Competing Standards Ahead?
Anthropic developed MCP, but so far there’s been no sign that the other big dogs in AI will adopt it — the likes of OpenAI, Google and Meta.
Batchu thinks the MCP paradigm is likely to evolve alongside other AI-driven API approaches. He points out that OpenAI’s function calling already provides a way for AI models to interact with external services, though it lacks the standardized, open nature of MCP.
“There will be a little bit of schema wars for a while, I believe, until it settles out into something like OpenAPI, right, where there’s a standard,” he said.
“There will be a little bit of schema wars for a while.”
– Batchu
Regardless, Batchu thinks the time is ripe for API producers to experiment with MCP.
“API producers should invest in agent tools like MCP and, you know, make a GitHub repo, build it, put it out there.”
Likewise, he thinks API consumers should experiment, although he acknowledges that there will be more “disruption and chaos” for them — because standards are still in flux.
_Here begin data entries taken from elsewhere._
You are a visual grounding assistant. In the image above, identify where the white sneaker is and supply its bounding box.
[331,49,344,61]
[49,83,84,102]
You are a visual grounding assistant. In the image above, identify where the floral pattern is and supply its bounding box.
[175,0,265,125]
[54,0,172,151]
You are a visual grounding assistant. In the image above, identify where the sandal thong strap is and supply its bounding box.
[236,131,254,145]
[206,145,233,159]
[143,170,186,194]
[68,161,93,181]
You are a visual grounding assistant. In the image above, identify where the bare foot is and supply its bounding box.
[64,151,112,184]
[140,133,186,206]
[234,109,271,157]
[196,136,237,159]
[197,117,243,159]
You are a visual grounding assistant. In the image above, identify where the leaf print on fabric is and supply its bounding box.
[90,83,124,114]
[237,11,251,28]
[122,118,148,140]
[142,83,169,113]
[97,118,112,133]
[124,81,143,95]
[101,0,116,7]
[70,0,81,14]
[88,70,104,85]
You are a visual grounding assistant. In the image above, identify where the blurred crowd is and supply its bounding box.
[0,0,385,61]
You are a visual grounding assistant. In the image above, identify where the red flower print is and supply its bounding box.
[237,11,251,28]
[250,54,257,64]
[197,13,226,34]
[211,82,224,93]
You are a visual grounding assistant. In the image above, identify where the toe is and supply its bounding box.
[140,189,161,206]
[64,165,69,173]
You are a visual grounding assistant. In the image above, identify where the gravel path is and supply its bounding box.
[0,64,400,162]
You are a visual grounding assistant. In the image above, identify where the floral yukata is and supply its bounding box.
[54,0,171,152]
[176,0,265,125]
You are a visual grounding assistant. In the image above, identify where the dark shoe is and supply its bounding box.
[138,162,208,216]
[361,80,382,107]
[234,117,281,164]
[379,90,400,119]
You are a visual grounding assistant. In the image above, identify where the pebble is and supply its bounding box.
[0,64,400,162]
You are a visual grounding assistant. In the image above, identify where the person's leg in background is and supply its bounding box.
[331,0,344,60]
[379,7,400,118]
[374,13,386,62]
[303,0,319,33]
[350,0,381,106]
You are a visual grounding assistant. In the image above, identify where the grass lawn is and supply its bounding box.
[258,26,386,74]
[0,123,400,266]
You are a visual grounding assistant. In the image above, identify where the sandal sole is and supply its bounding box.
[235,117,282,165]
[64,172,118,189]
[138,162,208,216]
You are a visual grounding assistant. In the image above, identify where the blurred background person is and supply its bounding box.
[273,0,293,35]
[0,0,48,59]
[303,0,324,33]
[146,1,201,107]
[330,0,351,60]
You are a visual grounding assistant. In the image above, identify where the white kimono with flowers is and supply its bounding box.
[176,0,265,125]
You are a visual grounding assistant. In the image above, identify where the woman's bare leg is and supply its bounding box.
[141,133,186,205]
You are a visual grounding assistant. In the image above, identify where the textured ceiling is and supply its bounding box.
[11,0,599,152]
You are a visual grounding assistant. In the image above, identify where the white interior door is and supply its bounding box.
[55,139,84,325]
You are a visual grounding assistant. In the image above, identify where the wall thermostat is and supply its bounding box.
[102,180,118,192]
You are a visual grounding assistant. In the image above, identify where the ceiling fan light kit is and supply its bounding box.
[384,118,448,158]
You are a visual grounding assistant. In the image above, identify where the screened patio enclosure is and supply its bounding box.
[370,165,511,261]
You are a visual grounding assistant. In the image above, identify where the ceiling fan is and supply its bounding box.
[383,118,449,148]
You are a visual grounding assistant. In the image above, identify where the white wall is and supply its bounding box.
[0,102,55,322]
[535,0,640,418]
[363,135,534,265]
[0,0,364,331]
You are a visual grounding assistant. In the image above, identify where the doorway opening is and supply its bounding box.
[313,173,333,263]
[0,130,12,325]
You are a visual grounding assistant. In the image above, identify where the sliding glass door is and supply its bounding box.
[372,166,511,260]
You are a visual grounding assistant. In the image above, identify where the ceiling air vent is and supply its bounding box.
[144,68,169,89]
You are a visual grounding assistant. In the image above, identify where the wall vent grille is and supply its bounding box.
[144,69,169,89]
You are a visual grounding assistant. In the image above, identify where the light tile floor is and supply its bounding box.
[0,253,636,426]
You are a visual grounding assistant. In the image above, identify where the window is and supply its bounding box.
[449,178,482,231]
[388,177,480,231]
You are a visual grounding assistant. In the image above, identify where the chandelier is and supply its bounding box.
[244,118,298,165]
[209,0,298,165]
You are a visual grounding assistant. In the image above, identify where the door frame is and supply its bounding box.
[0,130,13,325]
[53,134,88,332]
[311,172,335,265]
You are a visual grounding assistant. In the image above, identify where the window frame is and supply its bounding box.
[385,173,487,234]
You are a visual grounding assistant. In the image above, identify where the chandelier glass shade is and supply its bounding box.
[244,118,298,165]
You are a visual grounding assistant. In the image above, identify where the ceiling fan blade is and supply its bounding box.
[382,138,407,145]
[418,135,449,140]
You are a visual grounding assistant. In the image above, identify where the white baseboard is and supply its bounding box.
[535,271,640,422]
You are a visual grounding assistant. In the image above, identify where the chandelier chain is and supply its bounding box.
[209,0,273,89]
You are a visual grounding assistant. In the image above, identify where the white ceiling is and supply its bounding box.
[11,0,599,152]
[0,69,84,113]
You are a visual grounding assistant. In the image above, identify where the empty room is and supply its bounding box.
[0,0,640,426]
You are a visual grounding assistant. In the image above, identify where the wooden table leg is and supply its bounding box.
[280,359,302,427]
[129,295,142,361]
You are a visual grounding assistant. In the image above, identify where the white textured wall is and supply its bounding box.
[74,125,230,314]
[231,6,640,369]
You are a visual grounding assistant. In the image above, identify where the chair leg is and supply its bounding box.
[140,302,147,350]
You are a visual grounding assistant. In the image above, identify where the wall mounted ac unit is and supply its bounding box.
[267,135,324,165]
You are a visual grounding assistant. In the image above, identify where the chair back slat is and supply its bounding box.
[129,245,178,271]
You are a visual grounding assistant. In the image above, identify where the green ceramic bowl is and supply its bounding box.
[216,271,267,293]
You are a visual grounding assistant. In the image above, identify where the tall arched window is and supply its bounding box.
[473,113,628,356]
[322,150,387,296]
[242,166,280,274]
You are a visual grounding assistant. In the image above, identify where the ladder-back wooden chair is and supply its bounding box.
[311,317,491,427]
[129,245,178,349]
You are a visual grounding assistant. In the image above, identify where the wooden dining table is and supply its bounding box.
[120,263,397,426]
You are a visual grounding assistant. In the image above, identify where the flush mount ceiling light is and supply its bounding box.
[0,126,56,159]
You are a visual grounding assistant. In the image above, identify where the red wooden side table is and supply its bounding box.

But he has some advice for developers who are tasked with using APIs alongside AI.
“The first thing you can do is actually go look if the API has an MCP server. You can install that locally into your IDE or LLM desktop client, and actually just start to integrate through queries [via] natural language.”
Batchu also notes that the opportunity is there for developers to automate workflows and extract insights dynamically from APIs, using MCP alongside agentic frameworks like LangChain and AutoGen.